Kleine wipneusjes, een ronde dopneus of een een grote gok. Geen neus is hetzelfde! We schrijven vaak over hoe ons reukorgaan werkt, maar nog niet eerder over hoe de neus eruitziet en waarom dat nu zo is? Onderzoekers hebben namelijk ontdekt dat klimaat onze neuzen gevormd heeft.

Zoek de verschillen
Zij annalyseerden de uiterlijke kenmerken die verschillen tussen bevolkingsgroepen uit West-Afrika, Zuid- en Oost-Azië en Noord-Europa. Ze richtten zich hierbij op de breedte van de neusgaten en de lengte van de neusrug. Ook de hoogte van de neus en oppervlakte van de neus en neusgaten werden bekeken. Naast die geografische verschillen legden ze data over de temperatuur en vochtigheid.

Warm en koud
De onderzoekers vonden een sterk verband tussen de breedte van de neusgaten met temperatuur en vochtigheid. Brede neuzen komen vaker voor in warme, vochtige klimaten. Mensen in gebieden met een koud en droog klimaat hebben vaker een smalle neus.

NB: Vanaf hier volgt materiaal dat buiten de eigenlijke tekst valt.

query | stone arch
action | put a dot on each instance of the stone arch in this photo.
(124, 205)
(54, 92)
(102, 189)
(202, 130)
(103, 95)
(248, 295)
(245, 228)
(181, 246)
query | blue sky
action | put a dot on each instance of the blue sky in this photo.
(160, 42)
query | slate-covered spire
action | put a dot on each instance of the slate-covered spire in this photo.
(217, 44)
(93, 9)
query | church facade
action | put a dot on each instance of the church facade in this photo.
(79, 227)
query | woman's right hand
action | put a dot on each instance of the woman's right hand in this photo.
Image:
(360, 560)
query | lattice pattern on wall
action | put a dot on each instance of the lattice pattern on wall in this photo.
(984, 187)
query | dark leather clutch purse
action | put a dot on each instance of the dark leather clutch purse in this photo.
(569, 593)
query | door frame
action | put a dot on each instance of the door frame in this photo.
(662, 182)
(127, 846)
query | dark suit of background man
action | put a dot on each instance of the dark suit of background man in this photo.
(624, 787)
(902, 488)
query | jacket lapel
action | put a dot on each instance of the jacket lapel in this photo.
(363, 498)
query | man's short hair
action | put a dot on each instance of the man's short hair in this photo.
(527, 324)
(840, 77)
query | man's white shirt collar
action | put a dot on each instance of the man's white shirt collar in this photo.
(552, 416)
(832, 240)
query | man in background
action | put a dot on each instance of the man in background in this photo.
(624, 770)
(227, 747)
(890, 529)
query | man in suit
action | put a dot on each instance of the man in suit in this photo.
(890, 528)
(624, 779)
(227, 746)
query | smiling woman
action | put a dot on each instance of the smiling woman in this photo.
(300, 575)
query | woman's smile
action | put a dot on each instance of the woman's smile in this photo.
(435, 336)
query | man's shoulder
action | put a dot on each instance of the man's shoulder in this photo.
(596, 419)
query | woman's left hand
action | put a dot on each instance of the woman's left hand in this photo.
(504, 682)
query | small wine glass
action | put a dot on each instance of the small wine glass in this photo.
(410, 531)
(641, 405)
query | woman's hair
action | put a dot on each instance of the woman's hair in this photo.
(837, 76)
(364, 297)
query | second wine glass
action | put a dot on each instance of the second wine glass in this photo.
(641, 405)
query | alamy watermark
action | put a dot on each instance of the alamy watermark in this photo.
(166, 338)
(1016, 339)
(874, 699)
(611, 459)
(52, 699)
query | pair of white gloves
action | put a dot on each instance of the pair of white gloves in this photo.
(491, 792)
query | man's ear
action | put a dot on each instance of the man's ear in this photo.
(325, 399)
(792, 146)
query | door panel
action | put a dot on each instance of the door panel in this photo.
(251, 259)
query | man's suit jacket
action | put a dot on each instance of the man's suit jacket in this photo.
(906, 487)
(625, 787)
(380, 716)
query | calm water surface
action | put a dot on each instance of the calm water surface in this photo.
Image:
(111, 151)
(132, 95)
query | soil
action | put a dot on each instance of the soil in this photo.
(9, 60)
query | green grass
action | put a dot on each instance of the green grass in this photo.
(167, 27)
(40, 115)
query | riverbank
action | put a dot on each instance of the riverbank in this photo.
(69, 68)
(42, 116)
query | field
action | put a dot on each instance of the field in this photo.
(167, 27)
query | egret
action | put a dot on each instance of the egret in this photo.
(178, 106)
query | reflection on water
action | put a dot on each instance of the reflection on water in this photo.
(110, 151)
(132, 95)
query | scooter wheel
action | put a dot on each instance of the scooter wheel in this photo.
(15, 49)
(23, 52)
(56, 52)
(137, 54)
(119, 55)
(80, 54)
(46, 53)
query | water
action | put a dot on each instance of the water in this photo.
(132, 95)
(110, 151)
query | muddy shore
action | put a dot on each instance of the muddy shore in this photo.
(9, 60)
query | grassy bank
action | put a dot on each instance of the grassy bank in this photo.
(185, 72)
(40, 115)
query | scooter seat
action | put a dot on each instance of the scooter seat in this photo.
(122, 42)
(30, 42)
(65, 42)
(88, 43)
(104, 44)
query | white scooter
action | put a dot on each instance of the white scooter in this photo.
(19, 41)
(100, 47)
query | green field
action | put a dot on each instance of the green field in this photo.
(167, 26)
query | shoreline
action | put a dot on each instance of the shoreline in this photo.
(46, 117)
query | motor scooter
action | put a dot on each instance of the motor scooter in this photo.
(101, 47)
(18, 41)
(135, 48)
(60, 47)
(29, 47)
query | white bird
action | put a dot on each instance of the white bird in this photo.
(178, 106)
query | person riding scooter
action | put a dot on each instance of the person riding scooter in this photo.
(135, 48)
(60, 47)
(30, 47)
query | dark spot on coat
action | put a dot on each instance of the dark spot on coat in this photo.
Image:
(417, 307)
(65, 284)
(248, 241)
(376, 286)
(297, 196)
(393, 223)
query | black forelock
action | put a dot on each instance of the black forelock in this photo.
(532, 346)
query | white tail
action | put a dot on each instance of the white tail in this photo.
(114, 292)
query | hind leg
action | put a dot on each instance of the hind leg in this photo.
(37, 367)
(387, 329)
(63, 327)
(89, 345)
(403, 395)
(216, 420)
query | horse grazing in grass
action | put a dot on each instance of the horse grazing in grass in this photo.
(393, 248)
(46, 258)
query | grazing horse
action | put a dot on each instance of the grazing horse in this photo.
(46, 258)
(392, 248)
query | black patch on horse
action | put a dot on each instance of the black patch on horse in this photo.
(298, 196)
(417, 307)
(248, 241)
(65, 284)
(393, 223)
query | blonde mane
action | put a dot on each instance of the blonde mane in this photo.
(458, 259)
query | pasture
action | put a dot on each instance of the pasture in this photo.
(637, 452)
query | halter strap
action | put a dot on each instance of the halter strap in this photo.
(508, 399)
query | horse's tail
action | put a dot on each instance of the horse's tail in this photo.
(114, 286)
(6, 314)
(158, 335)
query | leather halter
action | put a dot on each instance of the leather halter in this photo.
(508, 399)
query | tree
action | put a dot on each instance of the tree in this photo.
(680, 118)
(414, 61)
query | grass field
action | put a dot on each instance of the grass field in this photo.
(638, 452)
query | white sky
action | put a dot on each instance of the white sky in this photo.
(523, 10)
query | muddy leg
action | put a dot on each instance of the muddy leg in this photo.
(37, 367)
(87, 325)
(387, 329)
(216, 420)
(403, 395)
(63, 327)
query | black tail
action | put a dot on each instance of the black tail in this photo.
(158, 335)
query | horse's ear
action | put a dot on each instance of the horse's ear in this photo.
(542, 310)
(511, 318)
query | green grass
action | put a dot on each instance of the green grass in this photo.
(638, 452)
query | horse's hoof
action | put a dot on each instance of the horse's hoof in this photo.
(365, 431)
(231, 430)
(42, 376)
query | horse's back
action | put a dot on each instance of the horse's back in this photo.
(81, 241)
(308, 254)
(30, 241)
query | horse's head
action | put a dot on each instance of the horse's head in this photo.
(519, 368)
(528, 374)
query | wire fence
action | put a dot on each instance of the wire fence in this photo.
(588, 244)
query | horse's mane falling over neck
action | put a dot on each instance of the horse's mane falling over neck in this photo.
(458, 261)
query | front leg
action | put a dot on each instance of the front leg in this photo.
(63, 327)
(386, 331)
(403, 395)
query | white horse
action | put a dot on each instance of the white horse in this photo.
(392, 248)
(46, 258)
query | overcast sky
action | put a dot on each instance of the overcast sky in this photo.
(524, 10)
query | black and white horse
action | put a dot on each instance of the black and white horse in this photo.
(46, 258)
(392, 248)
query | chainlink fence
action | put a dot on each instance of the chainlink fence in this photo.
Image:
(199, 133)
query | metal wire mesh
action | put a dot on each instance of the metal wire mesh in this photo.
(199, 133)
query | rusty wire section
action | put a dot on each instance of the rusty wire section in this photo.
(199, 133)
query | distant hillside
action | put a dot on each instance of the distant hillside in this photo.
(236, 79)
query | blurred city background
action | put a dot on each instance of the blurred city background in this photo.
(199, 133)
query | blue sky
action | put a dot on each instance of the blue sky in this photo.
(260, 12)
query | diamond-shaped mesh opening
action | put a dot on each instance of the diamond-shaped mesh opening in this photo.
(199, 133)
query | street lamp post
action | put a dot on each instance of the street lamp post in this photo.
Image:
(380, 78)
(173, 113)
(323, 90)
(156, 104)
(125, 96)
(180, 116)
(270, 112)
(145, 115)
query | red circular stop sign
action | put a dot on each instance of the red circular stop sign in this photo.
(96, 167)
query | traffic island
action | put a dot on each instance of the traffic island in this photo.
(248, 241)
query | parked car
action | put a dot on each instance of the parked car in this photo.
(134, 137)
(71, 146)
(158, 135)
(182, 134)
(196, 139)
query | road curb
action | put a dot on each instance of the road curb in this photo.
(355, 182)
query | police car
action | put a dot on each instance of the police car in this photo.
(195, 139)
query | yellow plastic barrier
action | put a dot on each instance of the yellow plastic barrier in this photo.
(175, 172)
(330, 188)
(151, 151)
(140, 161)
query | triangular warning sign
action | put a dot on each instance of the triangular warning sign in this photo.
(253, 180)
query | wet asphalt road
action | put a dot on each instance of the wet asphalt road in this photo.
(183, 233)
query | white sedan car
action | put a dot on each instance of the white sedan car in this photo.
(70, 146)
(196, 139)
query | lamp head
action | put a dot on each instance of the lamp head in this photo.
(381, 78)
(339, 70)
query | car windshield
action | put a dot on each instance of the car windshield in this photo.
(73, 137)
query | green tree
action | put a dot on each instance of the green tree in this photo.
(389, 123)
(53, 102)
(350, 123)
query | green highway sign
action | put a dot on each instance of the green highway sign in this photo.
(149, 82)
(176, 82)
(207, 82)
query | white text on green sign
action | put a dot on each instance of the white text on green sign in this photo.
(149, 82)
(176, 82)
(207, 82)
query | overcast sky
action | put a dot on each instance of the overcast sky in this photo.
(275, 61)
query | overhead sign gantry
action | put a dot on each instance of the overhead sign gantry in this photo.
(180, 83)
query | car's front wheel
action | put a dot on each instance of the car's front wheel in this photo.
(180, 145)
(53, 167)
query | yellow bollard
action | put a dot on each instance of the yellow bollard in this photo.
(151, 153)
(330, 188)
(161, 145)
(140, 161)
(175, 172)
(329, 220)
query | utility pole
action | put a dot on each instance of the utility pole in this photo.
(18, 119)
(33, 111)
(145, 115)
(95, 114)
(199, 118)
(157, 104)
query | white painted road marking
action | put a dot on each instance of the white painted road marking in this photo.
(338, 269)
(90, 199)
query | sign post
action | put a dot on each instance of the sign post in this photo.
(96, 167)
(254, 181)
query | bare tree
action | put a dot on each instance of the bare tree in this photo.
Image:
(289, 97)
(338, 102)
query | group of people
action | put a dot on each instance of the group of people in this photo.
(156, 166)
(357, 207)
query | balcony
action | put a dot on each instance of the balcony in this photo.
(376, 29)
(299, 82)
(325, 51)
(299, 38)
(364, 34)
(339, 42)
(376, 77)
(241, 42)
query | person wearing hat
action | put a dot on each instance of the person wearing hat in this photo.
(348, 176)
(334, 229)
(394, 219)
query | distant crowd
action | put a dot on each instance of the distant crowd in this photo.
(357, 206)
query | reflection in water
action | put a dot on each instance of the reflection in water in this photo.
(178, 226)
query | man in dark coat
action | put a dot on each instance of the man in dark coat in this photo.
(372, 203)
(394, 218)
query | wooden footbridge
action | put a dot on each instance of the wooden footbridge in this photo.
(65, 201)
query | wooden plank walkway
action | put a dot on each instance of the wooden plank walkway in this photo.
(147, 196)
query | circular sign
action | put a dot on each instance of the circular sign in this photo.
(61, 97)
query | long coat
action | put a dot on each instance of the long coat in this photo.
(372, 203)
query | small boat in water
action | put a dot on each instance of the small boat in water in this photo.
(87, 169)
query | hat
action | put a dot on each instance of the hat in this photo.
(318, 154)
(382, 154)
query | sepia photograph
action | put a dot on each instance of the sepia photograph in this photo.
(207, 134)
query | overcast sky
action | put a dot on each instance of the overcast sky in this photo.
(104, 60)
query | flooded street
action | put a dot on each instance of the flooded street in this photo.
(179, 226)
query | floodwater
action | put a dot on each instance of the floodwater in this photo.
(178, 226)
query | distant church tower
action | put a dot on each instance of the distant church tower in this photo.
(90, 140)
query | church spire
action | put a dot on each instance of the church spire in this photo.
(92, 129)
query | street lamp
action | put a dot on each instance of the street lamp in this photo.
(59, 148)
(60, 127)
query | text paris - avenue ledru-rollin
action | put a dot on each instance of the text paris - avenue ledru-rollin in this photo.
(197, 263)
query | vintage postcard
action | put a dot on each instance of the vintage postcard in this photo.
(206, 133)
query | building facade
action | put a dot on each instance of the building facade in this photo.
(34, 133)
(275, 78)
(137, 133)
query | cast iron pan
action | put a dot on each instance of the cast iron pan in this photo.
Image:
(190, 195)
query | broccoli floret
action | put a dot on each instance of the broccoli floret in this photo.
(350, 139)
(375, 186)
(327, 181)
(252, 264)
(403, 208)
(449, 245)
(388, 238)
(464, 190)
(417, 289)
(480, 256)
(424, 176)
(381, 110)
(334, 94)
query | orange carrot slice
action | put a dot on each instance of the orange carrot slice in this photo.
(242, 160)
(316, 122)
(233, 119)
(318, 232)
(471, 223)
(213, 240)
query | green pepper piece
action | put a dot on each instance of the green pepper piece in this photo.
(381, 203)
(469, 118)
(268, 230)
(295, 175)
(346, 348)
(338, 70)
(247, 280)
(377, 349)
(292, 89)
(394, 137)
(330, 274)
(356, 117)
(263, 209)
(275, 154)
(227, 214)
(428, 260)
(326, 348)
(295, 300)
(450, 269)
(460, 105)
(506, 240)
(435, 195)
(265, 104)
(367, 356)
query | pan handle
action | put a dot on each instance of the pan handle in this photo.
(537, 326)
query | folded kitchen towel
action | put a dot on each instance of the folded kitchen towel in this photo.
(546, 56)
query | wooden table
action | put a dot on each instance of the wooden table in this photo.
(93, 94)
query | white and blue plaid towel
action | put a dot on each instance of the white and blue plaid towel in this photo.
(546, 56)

Naast ruiken heeft de neus natuurlijk ook andere taken. Bijvoorbeeld het opwarmen en bevochtigen van ingeademde lucht. Een smalle neus en smalle neusgaten verbeteren het contact tussen de lucht en het neusslijmvlies waardoor dat beter lukt. Dat was voordelig voor onze voorouders die leefden in koudere streken. Volgens de onderzoekers heeft dat gegeven ertoe geleid dat neuzen smaller zijn geworden in bevolkingsgroepen die verder weg van de evenaar leven.

Partnerkeuze
Daarnaast denken de onderzoekers seksuele selectie ook een rol speelt. Als mensen bij de keuze voor een partner steeds voor kleine of juist grote neuzen verkiezen, kan dat ook de evolutie van de neus beïnvloeden. Of dat het geval is geweest moet nog verder worden onderzocht.